大蛇ヒュドラの猛毒を武器として使った英雄ヘラクレス。魔法の火で恋敵を焼き殺した魔女メディア。戦争の道具として使われた毒蛇、毒蠍。戦局を左右した疫病発生の秘密、ビザンツ帝国を外敵から守った新兵器…神話、伝承、史書の記述から浮かび上がる古典古代の生物化学兵器の実像とは…?


キワモノっぽいイラストとタイトルだが、内容は(一部を除き)いたって真面目。主にギリシア・ローマの古典古代を中心とした古代技術史の本。原題にGreek Fire, Poison Arrows, and Scorpion Bombsギリシャ火、毒矢、蠍爆弾)とあるように、毒物・化学物質の効用は古代においても、ある程度は知られており、経験則に基づく兵器への転用も行われていた…ということです。


生物化学兵器と言っても、考えようによってはローテク。

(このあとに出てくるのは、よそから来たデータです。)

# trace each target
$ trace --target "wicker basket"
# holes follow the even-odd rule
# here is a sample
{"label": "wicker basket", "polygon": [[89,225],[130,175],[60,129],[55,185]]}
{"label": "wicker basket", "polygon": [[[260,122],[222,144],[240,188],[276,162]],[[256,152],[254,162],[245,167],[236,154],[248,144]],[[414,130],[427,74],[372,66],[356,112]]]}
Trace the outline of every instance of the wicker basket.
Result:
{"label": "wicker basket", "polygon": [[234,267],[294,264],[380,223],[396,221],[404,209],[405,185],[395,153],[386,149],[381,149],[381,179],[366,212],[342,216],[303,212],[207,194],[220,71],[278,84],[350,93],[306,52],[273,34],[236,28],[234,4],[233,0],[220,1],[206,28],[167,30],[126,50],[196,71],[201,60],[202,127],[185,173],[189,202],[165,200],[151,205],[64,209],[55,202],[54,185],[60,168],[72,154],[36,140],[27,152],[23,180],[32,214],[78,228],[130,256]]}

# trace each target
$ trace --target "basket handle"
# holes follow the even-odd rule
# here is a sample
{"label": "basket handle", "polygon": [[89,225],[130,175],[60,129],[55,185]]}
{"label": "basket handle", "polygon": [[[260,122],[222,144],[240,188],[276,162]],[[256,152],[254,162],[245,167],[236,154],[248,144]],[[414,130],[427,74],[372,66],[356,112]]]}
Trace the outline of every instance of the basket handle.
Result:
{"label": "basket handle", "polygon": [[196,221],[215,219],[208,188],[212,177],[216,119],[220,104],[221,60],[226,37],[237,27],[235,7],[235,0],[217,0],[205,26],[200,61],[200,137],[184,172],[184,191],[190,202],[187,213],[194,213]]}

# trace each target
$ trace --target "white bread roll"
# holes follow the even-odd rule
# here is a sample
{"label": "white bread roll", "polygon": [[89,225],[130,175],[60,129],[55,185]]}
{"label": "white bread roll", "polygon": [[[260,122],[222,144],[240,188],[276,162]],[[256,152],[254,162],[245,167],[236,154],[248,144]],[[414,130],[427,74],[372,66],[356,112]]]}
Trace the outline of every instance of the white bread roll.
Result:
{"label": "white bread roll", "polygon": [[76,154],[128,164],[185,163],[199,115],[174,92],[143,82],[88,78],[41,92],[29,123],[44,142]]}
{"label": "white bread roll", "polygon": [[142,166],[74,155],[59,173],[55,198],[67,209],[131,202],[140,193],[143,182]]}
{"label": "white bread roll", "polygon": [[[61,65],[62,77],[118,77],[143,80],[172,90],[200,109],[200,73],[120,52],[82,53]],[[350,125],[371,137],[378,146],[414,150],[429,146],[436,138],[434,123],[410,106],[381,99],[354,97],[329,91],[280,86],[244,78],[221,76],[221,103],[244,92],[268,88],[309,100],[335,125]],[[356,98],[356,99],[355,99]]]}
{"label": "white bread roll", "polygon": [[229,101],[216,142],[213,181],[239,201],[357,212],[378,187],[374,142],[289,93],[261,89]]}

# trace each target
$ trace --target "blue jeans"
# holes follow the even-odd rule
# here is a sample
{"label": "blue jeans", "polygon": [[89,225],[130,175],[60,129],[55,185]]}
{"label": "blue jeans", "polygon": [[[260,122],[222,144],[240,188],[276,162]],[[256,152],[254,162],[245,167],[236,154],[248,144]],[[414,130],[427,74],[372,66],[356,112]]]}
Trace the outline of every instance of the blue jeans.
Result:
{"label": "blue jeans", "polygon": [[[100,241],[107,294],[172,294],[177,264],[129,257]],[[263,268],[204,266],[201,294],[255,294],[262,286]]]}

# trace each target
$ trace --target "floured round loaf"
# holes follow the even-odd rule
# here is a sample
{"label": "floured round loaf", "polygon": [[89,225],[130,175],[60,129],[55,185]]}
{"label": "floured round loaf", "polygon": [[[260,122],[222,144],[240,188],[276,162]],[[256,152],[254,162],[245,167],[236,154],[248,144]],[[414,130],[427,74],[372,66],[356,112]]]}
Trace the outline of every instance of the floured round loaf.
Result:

決して近現代の独占物ではないわけで、古代でもチャンバラ専門で戦っていたわけでなく、このような「汚い」兵器も使われたという可能性は考慮してもいい。


でも、神話の記述に妄想をたくましくして、やれ細菌爆弾、やれ音波兵器…と飛躍してしまうところは、さすがにトンデモ…と言われても仕方が無い。神話をただのオトギ話ととらえずに、歴史的事実の反映と仮定するのは、歴史研究のひとつのアプローチだったりするので、大目に見てもいいと思うけど。


毒に生き毒に死んだ英雄ヘラクレスの悲劇に、「両刃の剣」としての生物化学兵器の危うさの象徴を見、現代への警告と説く〆は道徳的でよろしい。


翻訳は…結構頑張っていると思うけど、カタイなぁ。カウティリヤ『アルタ・シャーストラ』は『実利論』のタイトルで邦訳があったと思う。古典の引用がやたらと多いだけに、出典を明示した原注の一部ぐらいは残して欲しかったけど、地図、文献表、索引を残してくれただけでもヨシということか?